The average cost of Thanksgiving dinner fell from 2012, according to an American Farm Bureau Federation estimate. (American Farm Bureau Federation / November 14, 2013)

Americans will have to spend just less than $50 on a Thanksgiving feast for 10 people this year, as the estimated average cost of the meal fell 44 cents from last year’s high of $49.48.

This time around, the spread will run consumers $49.04 -- or less than $5 a serving, according to an annual report from the American Farm Bureau Federation.

Bless the bird for the decline: A 16-pound turkey costs $21.76 this year, according to an average compiled by 167 volunteer shoppers checking prices at grocery stores across 34 states.

That’s a price tag of $1.36 a pound, shaving off three cents from last year. The group said that likely causes for the slide include slightly higher turkey production over much of the past year and a boost in the number of fowl in cold storage.

The value of turkeys produced last year was $5.4 billion, up 10% from the previous year, according to the U.S. Poultry & Egg Assn. The total number of birds went up 4% to 7.6 billion pounds.
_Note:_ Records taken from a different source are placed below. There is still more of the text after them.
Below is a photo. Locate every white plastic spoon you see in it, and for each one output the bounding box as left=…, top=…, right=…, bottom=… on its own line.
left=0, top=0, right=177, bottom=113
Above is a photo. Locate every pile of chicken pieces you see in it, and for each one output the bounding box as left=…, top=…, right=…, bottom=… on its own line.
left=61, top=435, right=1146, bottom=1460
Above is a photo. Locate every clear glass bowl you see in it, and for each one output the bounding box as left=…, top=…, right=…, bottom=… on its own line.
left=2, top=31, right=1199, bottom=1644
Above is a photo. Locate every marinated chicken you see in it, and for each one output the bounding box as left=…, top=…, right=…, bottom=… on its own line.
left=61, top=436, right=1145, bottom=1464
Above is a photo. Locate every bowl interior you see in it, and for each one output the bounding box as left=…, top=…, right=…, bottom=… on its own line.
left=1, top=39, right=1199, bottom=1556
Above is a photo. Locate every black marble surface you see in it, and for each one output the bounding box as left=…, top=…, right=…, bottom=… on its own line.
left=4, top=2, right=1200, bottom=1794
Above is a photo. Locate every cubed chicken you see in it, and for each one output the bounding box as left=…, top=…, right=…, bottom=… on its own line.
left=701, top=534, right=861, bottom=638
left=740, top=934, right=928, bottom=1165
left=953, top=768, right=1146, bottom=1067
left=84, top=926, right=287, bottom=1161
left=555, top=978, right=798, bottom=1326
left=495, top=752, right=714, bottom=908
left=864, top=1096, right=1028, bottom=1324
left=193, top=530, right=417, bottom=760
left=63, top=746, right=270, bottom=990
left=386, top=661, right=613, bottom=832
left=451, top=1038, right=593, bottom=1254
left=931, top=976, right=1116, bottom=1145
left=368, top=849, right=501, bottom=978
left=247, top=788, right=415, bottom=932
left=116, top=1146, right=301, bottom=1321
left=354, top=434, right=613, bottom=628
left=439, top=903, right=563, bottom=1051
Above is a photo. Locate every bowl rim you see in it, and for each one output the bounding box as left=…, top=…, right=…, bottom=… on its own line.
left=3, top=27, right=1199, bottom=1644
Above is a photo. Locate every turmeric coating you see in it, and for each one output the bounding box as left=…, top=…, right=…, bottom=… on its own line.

California ranks sixth in nationwide turkey production, behind Minnesota, Arkansas, North Carolina, Virginia and Indiana.

When the Farm Bureau survey was first launched in 1986, the nominal cost of the full Thanksgiving dinner was $28.74. The cost has hovered around $49 since 2011.

Besides the turkey this year, goods such as rolls, peas, stuffing cranberries, whipping cream and pie shells became more affordable. Sweet potatoes, whole milk and pumpkin pie mix are slightly more expensive.

“Special sales and promotions on turkey and other holiday food items will continue right up to Thanksgiving,” John Anderson, the group’s deputy chief economist, said in a statement. “If you have the patience to wait until the last minute to buy a turkey, you might come home with an exceptional bargain.”

[Updated Nov. 14, 11:35 a.m.: Soon after the AFBF report was released, Wal-Mart said its customers could get a comparable Thanksgiving meal for $34.86, nearly 30% less than the national average.

The company said it offers a program called Christmas Ad Match, in which customers who see a lower price at a competitor before or after they’ve finished buying groceries from Wal-Mart, the retail giant will match the price.]